As described in my previous blog post about the Bus Tracked Dataset (step 2), the City of Chicago in general and the Chicago Transit Authority in particular have made major efforts to leverage IT and deliver a better experience for their customers. In addition, these data are available for developers like us. Let’s analyze bus delays in the city of Chicago (the final infographic is available as an attachment).
100% of buses are on-time!
I have collected information from the position and status (delayed / on time) of buses in Chicago over the month of October 2014 (see step 2). My data collection system wasn’t really reliable, so the data is pretty spotty. To sum it up, out of 4,261 checks, only 36 buses were delayed. Believe it or not, this represents only 0.85, which means that on average 100% of the buses were on time!
Which routes? What day?
Drilling-down into the available information, we need to figure out if these were exceptions or if any outlier could be found. If you select all the delayed vehicules, group them by route and visualize them in a bar chart, you’ll notice that there are no real outliers. This would have potentially helped identify a troublesome intersection or district, but it’s not the case here.
However, if you reproduce the same analysis by day, the result clearly identifies Sunday as a sour spot. Looking a little closer, we can see that only 3 out of 7 days are showing. In this particular instance, I believe the reason is that the source data is inconsistent. Since I worked mostly on Sundays on the data source, most data were collected on this day, which doesn’t mean most delays were on week-ends.
I leveraged the Google Maps Custom Extension detailed in step 1 to identify the location of incidents. There’s an old saying in the windy city: “There are only 2 seasons: snow and construction”. Therefore, I searched for pockets of delays that could be explained by local events. Again, as you can see here, there are no clear clusters of delays in the data I collected.
Since I couldn’t find a clear pattern either in the routes, or in the days, or in the location of the delays, I tried to perform a text analysis using the service bulletins. There is no measurable correlation between delays in bus transit and the events described in the bulletins, but we can easily see here that “Reroute” and “Bus Stop Relocation” are the events with most impact.
Conclusion and Learning Points
Overall, this data visualization exercise didn’t reveal unexpected insights, except for the fact that buses in Chicago are almost always on time. That’s a pretty good news.

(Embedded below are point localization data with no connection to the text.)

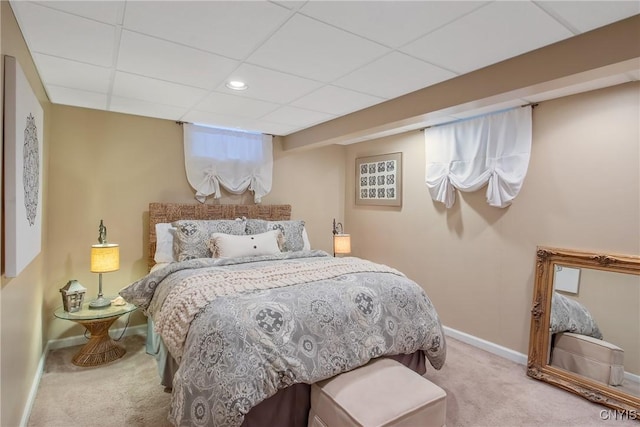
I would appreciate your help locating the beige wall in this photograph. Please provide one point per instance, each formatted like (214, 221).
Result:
(21, 340)
(476, 262)
(110, 166)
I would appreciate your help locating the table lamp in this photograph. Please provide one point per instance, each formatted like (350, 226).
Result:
(105, 257)
(341, 241)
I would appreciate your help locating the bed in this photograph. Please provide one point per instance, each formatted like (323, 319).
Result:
(240, 335)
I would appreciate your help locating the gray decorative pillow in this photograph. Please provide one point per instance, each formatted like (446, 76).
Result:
(191, 237)
(291, 230)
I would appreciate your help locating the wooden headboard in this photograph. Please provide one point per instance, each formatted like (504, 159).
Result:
(169, 212)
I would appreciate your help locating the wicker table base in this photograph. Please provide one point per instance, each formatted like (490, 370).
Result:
(100, 348)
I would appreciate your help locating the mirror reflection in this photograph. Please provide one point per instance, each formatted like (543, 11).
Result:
(585, 325)
(595, 326)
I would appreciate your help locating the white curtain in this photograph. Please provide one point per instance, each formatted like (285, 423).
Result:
(232, 159)
(466, 155)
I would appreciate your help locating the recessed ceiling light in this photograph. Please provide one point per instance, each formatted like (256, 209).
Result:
(236, 85)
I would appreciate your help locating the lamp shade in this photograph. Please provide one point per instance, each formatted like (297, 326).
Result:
(342, 243)
(105, 258)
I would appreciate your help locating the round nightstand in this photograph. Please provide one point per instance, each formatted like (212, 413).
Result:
(100, 348)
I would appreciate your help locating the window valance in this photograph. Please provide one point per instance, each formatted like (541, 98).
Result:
(232, 159)
(492, 149)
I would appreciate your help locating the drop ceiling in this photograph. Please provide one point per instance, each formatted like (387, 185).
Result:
(305, 62)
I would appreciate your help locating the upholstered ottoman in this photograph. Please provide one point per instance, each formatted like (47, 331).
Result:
(593, 358)
(381, 393)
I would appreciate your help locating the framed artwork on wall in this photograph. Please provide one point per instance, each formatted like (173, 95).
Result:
(23, 138)
(379, 180)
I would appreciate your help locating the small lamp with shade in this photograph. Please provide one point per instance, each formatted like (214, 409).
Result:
(105, 258)
(341, 241)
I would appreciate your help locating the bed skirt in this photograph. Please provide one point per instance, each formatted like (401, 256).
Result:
(289, 407)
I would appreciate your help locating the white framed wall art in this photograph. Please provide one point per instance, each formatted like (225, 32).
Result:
(379, 180)
(23, 139)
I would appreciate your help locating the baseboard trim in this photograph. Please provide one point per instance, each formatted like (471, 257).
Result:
(493, 348)
(62, 343)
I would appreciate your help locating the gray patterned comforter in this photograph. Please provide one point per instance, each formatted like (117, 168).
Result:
(242, 348)
(568, 315)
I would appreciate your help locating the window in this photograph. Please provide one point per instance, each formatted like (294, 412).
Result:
(235, 160)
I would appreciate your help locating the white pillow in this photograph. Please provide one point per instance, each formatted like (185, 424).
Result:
(164, 243)
(305, 239)
(231, 246)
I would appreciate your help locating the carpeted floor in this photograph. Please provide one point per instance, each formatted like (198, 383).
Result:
(483, 390)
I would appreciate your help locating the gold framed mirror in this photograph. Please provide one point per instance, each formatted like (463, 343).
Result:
(596, 356)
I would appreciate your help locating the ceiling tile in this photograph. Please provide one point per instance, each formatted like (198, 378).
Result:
(336, 100)
(77, 98)
(297, 116)
(269, 85)
(72, 74)
(392, 23)
(149, 56)
(588, 15)
(394, 75)
(61, 34)
(109, 12)
(311, 49)
(222, 103)
(488, 35)
(158, 91)
(230, 28)
(143, 108)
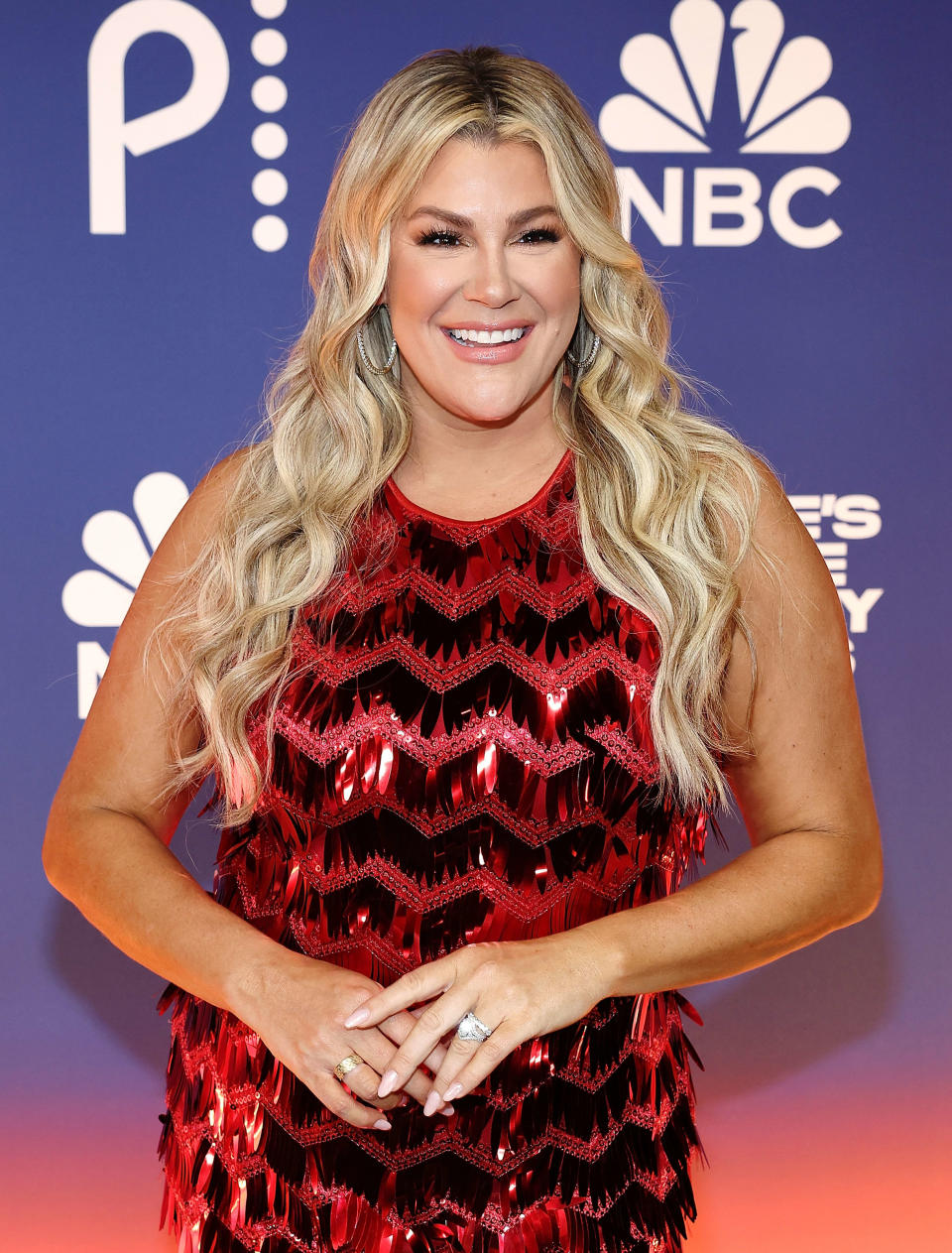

On the other hand, I believe the idea of the Data Geek Challenge is less in the insights than in the learning process, which was my biggest achievement this year. Here are some of my learning points:
- In every data analytic projects, data is king. In this particular case, I was able to identify holes when drilling by day, but was limited by the data quality,
- The best feature of Lumira in this situation is the ability to simply update the data and refresh the analysis. I will improve my data collection system and rerun the analysis next month and maybe I will be able to identify something else,
- Custom visualizations are very powerful on the desktop, but cannot be shared with the Lumira Cloud. They can however be shared within an organization by leveraging the Lumira Server,
- It was my first time using pictograms on the Compose section of Lumira. I was surprised to discover it needs SVG files. You can either download data sets like SVG Map Icons or create your own with a good old notepad (like I did) or use a specialized graphics tool like Inkscape
- I am by no means a designer, so I used a great trick I learned from Mico Yuk ‘s webinars: check some design websites and find inspiration or buy a theme or template. My favorite is GraphicRiver
- The Lumira Team is amazing and was always there to help me when I ran into some bumps, especially with the custom extension.
I would encourage everybody to give the next Data Geek Challenge a try. It’s a great way to have fun while learning.